Poche ed impotenti le sensibilità che nel corso di questi decenni hanno richiamato l’attenzione su questa cloaca a cielo aperto. Molte le promesse di costruzione di ostelli o palazzine a canone sostenibile in tempi brevi, progetti di accoglienza ed integrazione per gli immigrati forza lavoro. Stiamo parlando di immigrati il cui lavoro, sottopagato, sfruttato, ha ampliato i portafogli dei coloni del posto, e ancora più quello di camorristi e caporali che hanno messo su un’organizzazione criminale di nuovi schiavi, sfruttando ingenuità e disperazione, attirando con false promesse questi uomini, lasciandoli poi alla mercè della miseria, del pregiudizio e di leggi ingiuste. Il lavoro di questi nuovi schiavi ha fatto aumentare il PIL locale di quasi due punti percentuali. Cosa hanno avuto in cambio gli immigrati? Essere ammassati e stipati come bestie; avere per letto un sacco di immondizie; avere per vicini di casa topi e scarafaggi ed infine l’onore dell’intervento della forza pubblica che li ha costretti a sgomberare, togliendo loro anche quell’unico “tetto” sotto cui rifugiarsi dopo 12-14 ore di lavoro e 30 km percorsi a piedi o in bici! Gli immigrati regolari sono stati trasferiti presso i centri d’accoglienza già predisposti; molti degli irregolari sono stati arrestati, moltissimi si sono dati alla macchia nella pineta oppure hanno trovato rifugio nei cimiteri o in qualche tana d’emergenza. Ora tutti vivono più tranquillamente perché quello spettacolo indecoroso non c’è più.
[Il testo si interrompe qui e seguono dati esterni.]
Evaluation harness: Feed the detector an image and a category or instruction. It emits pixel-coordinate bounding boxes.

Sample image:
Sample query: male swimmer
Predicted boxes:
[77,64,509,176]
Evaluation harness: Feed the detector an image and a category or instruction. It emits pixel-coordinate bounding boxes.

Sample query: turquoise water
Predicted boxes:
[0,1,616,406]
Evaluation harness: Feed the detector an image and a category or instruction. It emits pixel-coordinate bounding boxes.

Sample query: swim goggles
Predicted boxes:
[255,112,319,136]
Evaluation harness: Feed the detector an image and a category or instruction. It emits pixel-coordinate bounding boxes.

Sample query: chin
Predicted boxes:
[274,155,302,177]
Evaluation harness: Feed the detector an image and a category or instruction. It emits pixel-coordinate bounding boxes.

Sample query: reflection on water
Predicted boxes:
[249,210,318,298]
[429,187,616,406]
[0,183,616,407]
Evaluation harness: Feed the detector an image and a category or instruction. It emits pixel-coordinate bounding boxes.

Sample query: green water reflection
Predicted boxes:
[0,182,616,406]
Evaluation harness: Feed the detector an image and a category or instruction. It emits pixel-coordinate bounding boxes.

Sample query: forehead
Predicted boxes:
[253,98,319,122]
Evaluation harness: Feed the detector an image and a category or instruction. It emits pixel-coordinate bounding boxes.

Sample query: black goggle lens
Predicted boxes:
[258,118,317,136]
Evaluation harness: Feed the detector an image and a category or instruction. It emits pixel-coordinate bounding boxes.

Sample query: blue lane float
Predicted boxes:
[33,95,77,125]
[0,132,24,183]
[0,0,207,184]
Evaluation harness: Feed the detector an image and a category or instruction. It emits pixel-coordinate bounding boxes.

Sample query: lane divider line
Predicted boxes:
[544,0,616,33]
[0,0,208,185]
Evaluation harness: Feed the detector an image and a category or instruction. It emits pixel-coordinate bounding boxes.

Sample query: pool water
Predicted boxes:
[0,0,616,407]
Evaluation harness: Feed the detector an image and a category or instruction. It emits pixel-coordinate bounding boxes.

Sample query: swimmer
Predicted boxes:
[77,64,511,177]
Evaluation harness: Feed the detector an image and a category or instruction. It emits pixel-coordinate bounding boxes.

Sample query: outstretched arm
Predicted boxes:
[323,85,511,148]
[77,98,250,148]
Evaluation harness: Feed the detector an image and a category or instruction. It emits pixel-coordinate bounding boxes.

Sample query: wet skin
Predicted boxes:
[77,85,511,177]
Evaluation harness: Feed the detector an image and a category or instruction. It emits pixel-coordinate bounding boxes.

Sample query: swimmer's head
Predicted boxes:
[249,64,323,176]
E quando è avvenuto tutto questo? L’11 novembre, che tradizione cattolica e cultura popolare hanno tramandato da generazioni come  il giorno dell’estate di San Martino, in ricordo del santo che cedette il suo mantello al mendicante incontrato lungo la strada per proteggerlo dal freddo. La sua generosità fu premiata dal Signore col sole che ogni anno va a riscaldare quella fredda giornata di novembre.
Questa volta mi domando quale sarà il premio.